As part of our RRSP coverage, we asked Clay Gillespie, a Vancouver-based certified financial planner and chartered investment manager, to answer selected reader questions.
Question: I invest every year in my RRSP. Will my Canadian pension plan - that I will receive when I retire - be affected?
Answer: Your income level itself does not affect your Canada Pension Plan (CPP). The CPP benefit you will receive is based on how much you have contributed to the plan and how long you have contributed.
But when withdraw funds from your RRSP it is treated as taxable income and if your income is too high, you might lose some government benefits. For example, your net taxable income might impact benefits like your Old Age Security (OAS) payments.

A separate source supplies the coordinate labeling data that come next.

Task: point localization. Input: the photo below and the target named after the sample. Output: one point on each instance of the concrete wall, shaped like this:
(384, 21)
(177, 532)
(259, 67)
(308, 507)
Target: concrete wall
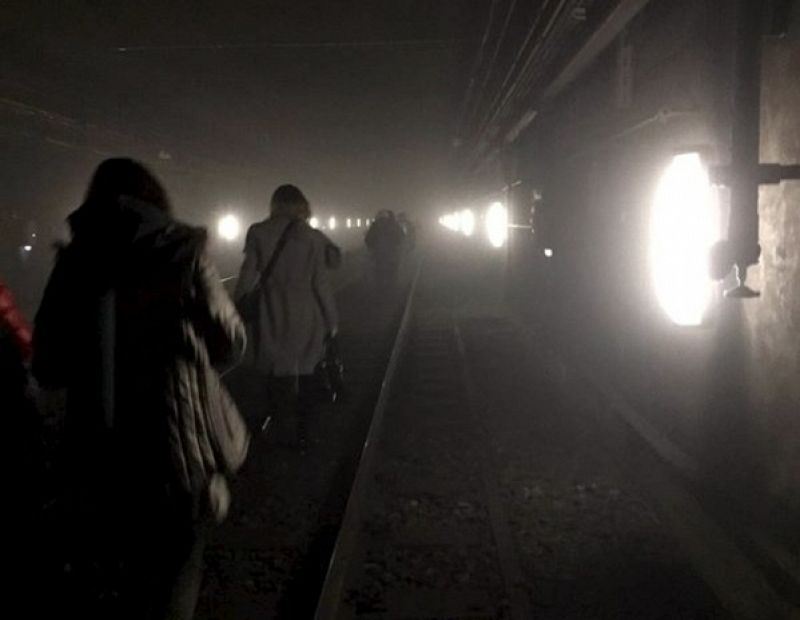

The maximum OAS you can receive each month is $546.07. OAS is not based on your contributions, the way CPP is, but is instead based upon residency. You are entitled to a full OAS benefit if you have lived in Canada for 40 years after turning 18.
The OAS “clawback” starts when your net taxable income reaches $70,954 and your payment would be completely eliminated when your net income reaches $114,640.
You may instead want to look at using a TFSA to save, if you think some of your government benefits might be reduced or eliminated by withdrawals from your registered funds (RRSPs, RRIFs, LIFs, etc.).
Clay Gillespie is a financial adviser and managing director at Rogers Group Financial. The views expressed are those of the author and not necessarily those of Rogers Group Financial.